THE MAN IN POSSESSION
(director: Sam Wood; screenwriters: from the play by H.M. Harwood /Oliver T. Marsh/P. G. Wodehouse; cinematographer: Oliver T. Marsh; editor: Ben Lewis; cast: Robert Montgomery (Raymond Dabney), Irene Purcell (Crystal ), Reginald Owen (Claude), Charlotte Greenwood (Clara), Alan Mowbray(Sir Charles Cartwright), Maude Eburne (Esther), Beryl Mercer (Mrs. Dabney), C. Aubrey Smith (Mr. Dabney), Forrester Harvey (bailiff), Yorke Sherwood (Butcher); Runtime: 84; MPAA Rating: NR; producer: Harry Rapf;MGM; 1931)
“The British comedy is theatrical, but tolerable as screwball comedy.”
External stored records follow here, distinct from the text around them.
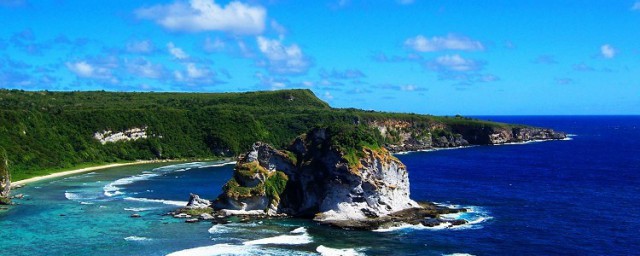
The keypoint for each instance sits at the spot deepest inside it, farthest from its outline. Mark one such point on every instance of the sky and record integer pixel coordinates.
(441, 57)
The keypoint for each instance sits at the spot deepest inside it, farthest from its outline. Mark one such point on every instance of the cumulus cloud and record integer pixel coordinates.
(178, 53)
(144, 46)
(13, 3)
(342, 74)
(421, 43)
(564, 81)
(194, 75)
(454, 63)
(608, 51)
(145, 69)
(272, 83)
(545, 59)
(282, 59)
(582, 67)
(206, 15)
(405, 1)
(278, 28)
(85, 69)
(213, 45)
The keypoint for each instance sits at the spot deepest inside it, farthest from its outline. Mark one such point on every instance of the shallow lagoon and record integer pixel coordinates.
(561, 197)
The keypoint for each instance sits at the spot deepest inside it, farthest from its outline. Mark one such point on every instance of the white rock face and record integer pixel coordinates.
(132, 134)
(382, 189)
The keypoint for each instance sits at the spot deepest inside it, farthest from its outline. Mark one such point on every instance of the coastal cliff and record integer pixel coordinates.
(336, 175)
(5, 178)
(316, 178)
(402, 135)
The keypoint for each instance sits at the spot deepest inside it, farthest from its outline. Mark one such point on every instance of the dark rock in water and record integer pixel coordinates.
(431, 222)
(206, 216)
(458, 222)
(182, 215)
(315, 179)
(196, 202)
(369, 213)
(5, 178)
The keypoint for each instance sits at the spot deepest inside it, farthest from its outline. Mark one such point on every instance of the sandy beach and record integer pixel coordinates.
(77, 171)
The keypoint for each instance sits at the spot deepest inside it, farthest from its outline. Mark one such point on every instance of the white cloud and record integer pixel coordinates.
(273, 83)
(177, 52)
(608, 51)
(194, 75)
(144, 46)
(281, 59)
(206, 15)
(85, 69)
(451, 42)
(145, 69)
(214, 45)
(454, 63)
(328, 96)
(408, 88)
(278, 28)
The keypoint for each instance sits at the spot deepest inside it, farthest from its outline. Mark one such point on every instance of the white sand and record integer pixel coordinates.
(77, 171)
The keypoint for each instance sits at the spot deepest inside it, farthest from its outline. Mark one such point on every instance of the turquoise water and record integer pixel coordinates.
(574, 197)
(89, 214)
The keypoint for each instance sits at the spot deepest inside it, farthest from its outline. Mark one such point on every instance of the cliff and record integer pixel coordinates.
(57, 130)
(317, 178)
(403, 135)
(5, 178)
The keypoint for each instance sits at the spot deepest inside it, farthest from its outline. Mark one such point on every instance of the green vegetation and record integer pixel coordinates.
(275, 185)
(48, 131)
(4, 175)
(196, 211)
(352, 139)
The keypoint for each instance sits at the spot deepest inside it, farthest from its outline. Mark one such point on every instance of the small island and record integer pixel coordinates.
(338, 175)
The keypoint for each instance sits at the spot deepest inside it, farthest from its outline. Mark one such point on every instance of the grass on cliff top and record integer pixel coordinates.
(352, 139)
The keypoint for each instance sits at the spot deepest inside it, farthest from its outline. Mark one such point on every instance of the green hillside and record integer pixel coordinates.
(50, 130)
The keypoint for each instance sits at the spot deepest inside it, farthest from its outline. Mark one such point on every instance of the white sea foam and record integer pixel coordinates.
(114, 188)
(303, 238)
(300, 230)
(474, 216)
(328, 251)
(218, 164)
(137, 238)
(219, 228)
(230, 249)
(148, 200)
(140, 209)
(76, 196)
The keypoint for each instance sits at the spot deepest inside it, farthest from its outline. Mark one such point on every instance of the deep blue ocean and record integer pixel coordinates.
(571, 197)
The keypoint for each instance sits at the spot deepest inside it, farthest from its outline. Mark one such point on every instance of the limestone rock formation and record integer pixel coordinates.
(315, 178)
(5, 178)
(196, 202)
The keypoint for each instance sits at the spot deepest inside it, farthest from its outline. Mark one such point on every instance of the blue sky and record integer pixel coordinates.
(422, 56)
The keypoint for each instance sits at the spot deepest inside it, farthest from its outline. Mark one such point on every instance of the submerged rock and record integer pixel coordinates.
(316, 178)
(196, 202)
(5, 178)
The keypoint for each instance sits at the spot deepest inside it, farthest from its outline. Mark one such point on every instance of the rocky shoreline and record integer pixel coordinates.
(358, 188)
(463, 136)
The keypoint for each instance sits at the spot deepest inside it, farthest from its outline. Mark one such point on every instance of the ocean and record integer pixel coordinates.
(571, 197)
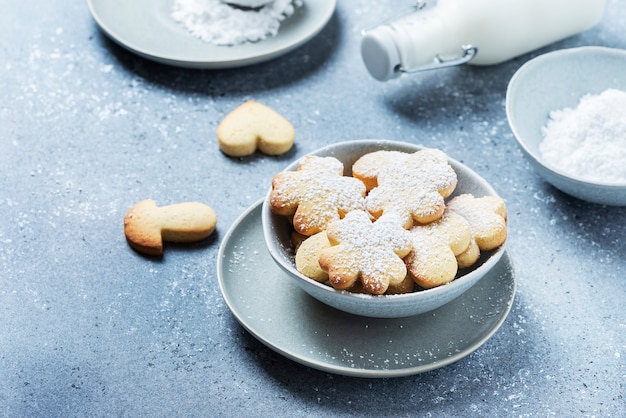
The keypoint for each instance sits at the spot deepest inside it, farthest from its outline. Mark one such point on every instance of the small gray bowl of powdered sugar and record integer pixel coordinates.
(567, 110)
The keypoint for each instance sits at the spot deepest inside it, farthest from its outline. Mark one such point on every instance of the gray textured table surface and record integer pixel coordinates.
(89, 327)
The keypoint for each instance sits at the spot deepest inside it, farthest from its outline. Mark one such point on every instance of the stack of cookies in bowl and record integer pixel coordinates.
(382, 228)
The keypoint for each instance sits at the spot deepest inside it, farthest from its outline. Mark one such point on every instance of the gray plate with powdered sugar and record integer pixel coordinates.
(292, 323)
(147, 28)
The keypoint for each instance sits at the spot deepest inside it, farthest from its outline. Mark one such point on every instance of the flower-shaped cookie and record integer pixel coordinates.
(370, 251)
(316, 194)
(432, 262)
(486, 216)
(413, 187)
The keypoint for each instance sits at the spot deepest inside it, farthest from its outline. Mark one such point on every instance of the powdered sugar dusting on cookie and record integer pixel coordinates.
(316, 194)
(373, 250)
(414, 187)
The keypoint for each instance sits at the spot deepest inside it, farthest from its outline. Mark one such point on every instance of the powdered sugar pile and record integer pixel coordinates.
(222, 24)
(589, 141)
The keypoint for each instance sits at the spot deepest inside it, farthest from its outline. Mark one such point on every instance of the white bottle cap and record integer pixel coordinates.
(380, 54)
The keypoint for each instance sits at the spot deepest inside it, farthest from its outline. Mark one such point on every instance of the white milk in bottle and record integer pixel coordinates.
(481, 32)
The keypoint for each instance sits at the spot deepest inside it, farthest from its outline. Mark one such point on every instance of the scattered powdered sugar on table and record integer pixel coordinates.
(222, 24)
(589, 141)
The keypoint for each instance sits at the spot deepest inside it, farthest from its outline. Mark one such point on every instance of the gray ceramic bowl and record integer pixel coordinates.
(554, 81)
(277, 232)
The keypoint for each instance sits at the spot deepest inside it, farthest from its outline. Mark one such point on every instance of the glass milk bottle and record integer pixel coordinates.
(481, 32)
Reviewed by Dennis Schwartz
Sophisticated frothy social satire that the American Sam Wood (“Ivy”/”The Pride of the Yankees”) effortlessly directs. It’s based on the play by H.M. Harwood and is written by Oliver T. Marsh and P. G. Wodehouse. When ne’er-do-well Raymond Dabney (Robert Montgomery) is released from jail after serving a light sentence for a car sale not on the level, his upwardly striving gruff middle-class underwear business owner father (C. Aubrey Smith) is so ashamed he offers the rascal money to leave England. His bumpkin brother Claude (Reginald Owen) frets that a jailbird brother would likely frighten off his wealthy fiancee Crystal (Irene Purcell), who is actually broke and only posing as a wealthy London aristocrat to marry into a comfortable life style. By coincidence Raymond is hired by a bailiff (Forrester Harvey) to be his assistant and his first job is stay over night in Crystal’s luxury Mayfair apartment to make sure she doesn’t leave with her possessions before paying her £83 writ. To help her harried maid Clara (Charlotte Greenwood), Raymond is made the butler. When the guests turn out to be his Highgate residing mother (Beryl Mercer), father and brother, the surprised foursome all pretend not to recognize each other. Raymond falls for Crystal, and not only ruins her relationship with his clueless brother but also the one she with the haughty Sir Charles Cartwright (Alan Mowbray). He’s a womanizer that Crystal is trying to hook again after failing to previously. The British comedy is theatrical, but tolerable as screwball comedy. It was remade as Personal Property.